Current Spinning & Class Prep

I thought about not adding in the ‘service announcement’ portion of this post, but politicizing crafting irritates me to no end.  *I am boycotting Jo-Ann Fabrics.  They sent me an e-mail asking me to oppose the tariff because it would increase the cost of their supplies thereby increasing the cost of my ‘American Made’ crafts.  Shinybees podcast just recently mentioned something about that, how a yarn slaps the label on in Britain and calls itself a British Yarn.  Jo-Ann Fabrics buys most of its supplies inexpensively overseas, marks it up horribly so that they can put out their ‘40% off’ coupons all the time, and then sells it to crafters that then create something from those supplies.  If I oppose the tariff it would be for reasons other than to keep Jo-Anns making a fortune off of marking up foreign goods.  If I were to support the tariff I might say that marking up foreign goods may give some domestic products a chance to flourish, but I do not know enough about economics to make an educated guess.* End Service announcement.

I am currently getting ready for a class that I will be teaching in October on Latch Hooking.  Over the past couple of years of teaching crafting classes my students have mentioned that I am willing to  work on just about any craft.  That is true, I love crafting and I adore that I can figure out just about any craft there is.  I’m not always good at them, and sometimes I get bored, but I can usually figure them out.  Latch Hooking is a very simple craft, take a small length of yarn use a tool to form a larks head knot over a piece of canvas  and repeat ad Infinium until you are done with the yarn, and pattern.  I will create a tutorial with step by step instructions and be done with it until the class in October.

More interesting I just received permission to do a Book Binding series of craft classes for NaNoWriMo or National Novel Writing Month in November which is also National Family Stories Month.  The act of binding a book is really three acts that are rolled into one.  First the Cover must be created, then the pages to go inside the cover and finally the entire thing must be assembled.  Since there is considerable amounts of glue involved in the process these three steps need time to dry in between.  A week should do it.  So there will be three separate classes on book binding.
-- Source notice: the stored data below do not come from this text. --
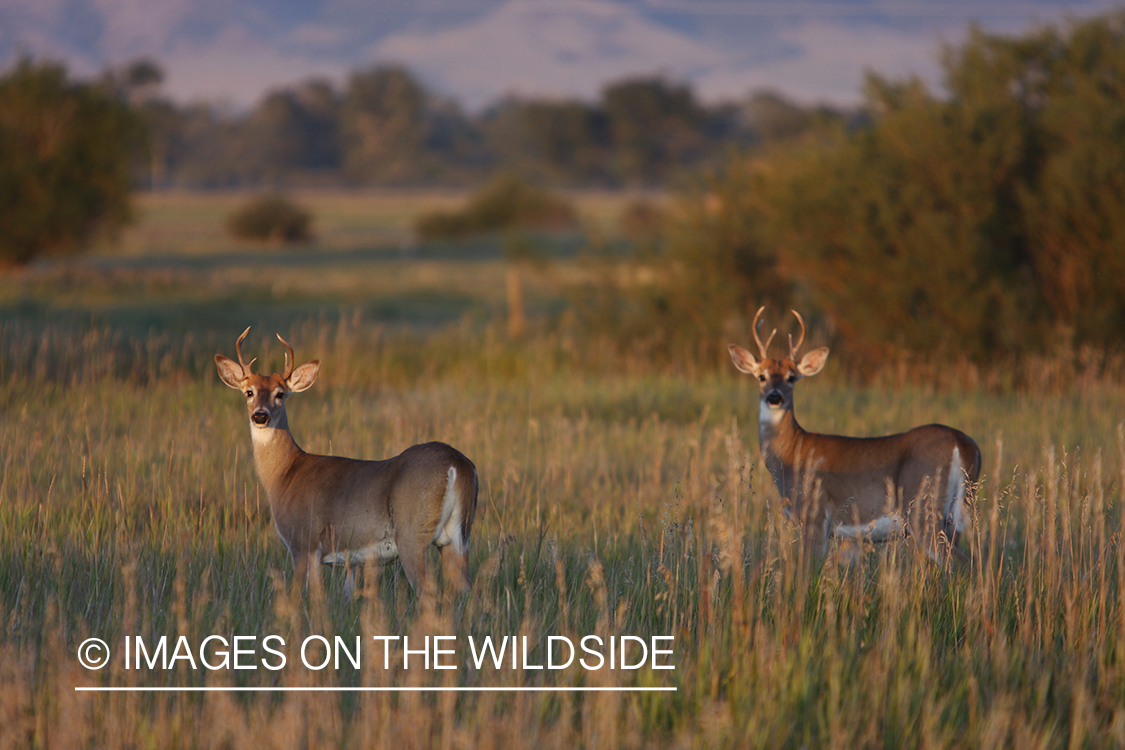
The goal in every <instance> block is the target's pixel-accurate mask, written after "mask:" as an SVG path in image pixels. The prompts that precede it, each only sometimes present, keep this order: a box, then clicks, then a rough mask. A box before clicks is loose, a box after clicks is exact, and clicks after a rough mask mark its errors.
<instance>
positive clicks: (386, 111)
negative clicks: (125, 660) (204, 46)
mask: <svg viewBox="0 0 1125 750" xmlns="http://www.w3.org/2000/svg"><path fill="white" fill-rule="evenodd" d="M138 106H140V108H141V110H142V111H143V112H144V114H145V116H146V117H147V120H149V123H150V126H151V128H152V141H153V161H152V165H151V170H150V172H149V174H147V175H146V182H147V184H151V186H153V187H169V186H177V187H192V188H215V187H236V186H264V187H270V188H281V187H291V186H302V187H305V186H317V184H351V186H426V184H442V186H450V184H476V183H479V182H481V181H483V180H485V179H486V178H487V177H489V175H490V174H493V173H495V172H497V171H503V172H505V173H510V174H517V175H520V177H522V178H523V179H528V180H531V181H533V182H539V183H549V184H555V186H571V187H573V186H601V187H621V186H649V187H651V186H663V184H666V183H667V181H668V180H669V179H670V178H673V175H674V174H676V173H679V172H684V171H688V170H694V169H700V168H702V166H706V165H710V166H714V165H717V164H719V163H721V162H722V161H723V160H724V159H726V157H727V155H728V154H729V152H730V151H731V148H732V147H738V148H741V147H746V146H749V145H753V144H755V143H758V142H760V141H763V139H764V138H769V137H774V136H776V135H778V134H785V133H789V132H800V130H801V129H803V128H807V127H809V126H810V125H811V124H812V123H813V121H816V120H817V119H822V118H826V117H840V115H839V114H837V112H832V111H830V110H825V109H807V108H802V107H799V106H796V105H793V103H791V102H787V101H786V100H784V99H783V98H782V97H780V96H777V94H774V93H758V94H755V96H754V97H751V98H750V99H749V100H748V101H746V102H744V103H740V105H736V103H727V105H721V106H715V107H706V106H703V105H702V103H700V102H699V101H697V100H696V98H695V96H694V93H693V92H692V90H691V88H688V87H686V85H681V84H675V83H670V82H668V81H666V80H664V79H663V78H641V79H629V80H624V81H620V82H616V83H612V84H610V85H607V87H606V88H605V90H604V91H603V93H602V97H601V99H600V100H598V101H597V102H593V103H587V102H582V101H576V100H575V101H566V100H561V101H560V100H546V99H516V98H508V99H505V100H503V101H499V102H497V103H496V105H494V106H493V107H490V108H488V109H486V110H484V111H481V112H479V114H476V115H469V114H466V112H465V111H462V110H461V109H460V108H459V107H458V106H457V103H456V102H453V101H452V100H449V99H445V98H442V97H438V96H435V94H434V93H433V92H431V91H429V90H427V89H426V88H425V87H424V85H423V84H422V83H421V82H418V80H417V79H415V78H414V76H413V75H412V74H411V73H409V71H407V70H405V69H403V67H398V66H380V67H372V69H369V70H361V71H355V72H354V73H352V74H351V76H350V78H349V80H348V81H346V83H345V84H344V85H343V88H342V89H340V90H337V89H336V88H334V87H333V85H332V84H330V83H328V82H326V81H307V82H304V83H300V84H298V85H296V87H293V88H286V89H279V90H275V91H271V92H270V93H268V94H267V96H266V97H264V98H263V99H262V101H261V102H259V103H258V106H257V107H254V108H253V109H252V110H251V111H249V112H245V114H231V112H225V111H223V110H219V109H216V108H214V107H210V106H206V105H195V106H189V107H177V106H174V105H173V103H171V102H170V101H168V100H164V99H161V98H159V97H156V96H150V97H147V98H145V99H144V100H143V101H141V102H138Z"/></svg>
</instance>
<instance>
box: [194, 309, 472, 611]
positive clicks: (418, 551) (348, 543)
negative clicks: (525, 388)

Among all of this I did manage to get some spinning done, Moon Rock Farm of Western NEllen's Flockew York has a sheep named Elvira.  I obtained about 8 ounces of Elvira, the wool spins like a dream, and managed to spin over 148 yards of a 3 ply yarn.  The yarn is 10 wraps per inch, so the yarn is considered a worsted weight yarn.

So I will leave you with a picture of a full bobbin and wishes for Happy Crafting!

Service Announcement About Valuing Time

While I think it is human nature to underestimate one’s contributions during the day I also believe that by discounting these accomplishments we undervalue our own work.  I had a colleague talk to me about how it wasn’t anyone’s business how many hours she put in since she was under a salary and put in however many hours it took to accomplish the work to her professional satisfaction.  What she didn’t see, or refused to see, is that by putting in extra hours but not letting anyone know that you needed that time to get your work done, you are actually undervaluing your time and contributions.  Yes you have to get your work done to your satisfaction, but if no one knows that it takes you 60 hours to do your current workload then they don’t value your work.

I have found myself doing the same thing.  Yes, creating a breed journal is fun, but I wouldn’t be sticking with it if it were not for my students. I hope to provide them with an idea of the rabbit hole they are jumping down, as well as getting them on the path of tracking their spinning early.  The problem with this is that I spend at least 2-3 hours per night working on spinning, documenting, learning to quilt (something else my students requested), and reading a bit.  This is 10-15 hours per week that I am working on crafts that I intend to use to teach.  Yes, I would be doing some spinning anyway.  Yes, I am embarking on something that I lot of spinners dream of doing.  I also did get into this craft for sheer love of spinning and fiber.  What I didn’t realize is that my supervisor didn’t know that it took me that long to work on spinning, learning techniques (buying classes and videos) or the hours it takes me to plan the classes and write up lectures for those that go beyond the basics.

The purpose of this is to remind you, if you are doing your crafting to teach then value your time and what it costs you to learn.  In any profession take the time to realize how much of yourself you put into your job that you are not getting paid for, or credit for.  Find ways to put these accomplishments into conversation.  If someone praises you on something then let them know, “Thank you, I spent time learning how to do … in the evenings/on the bus/during the weekends but it was well worth it in the end.”  Or, “Thank you, I took a class on that a couple of months ago in the evenings/etc.”

Okay, done with the service announcement.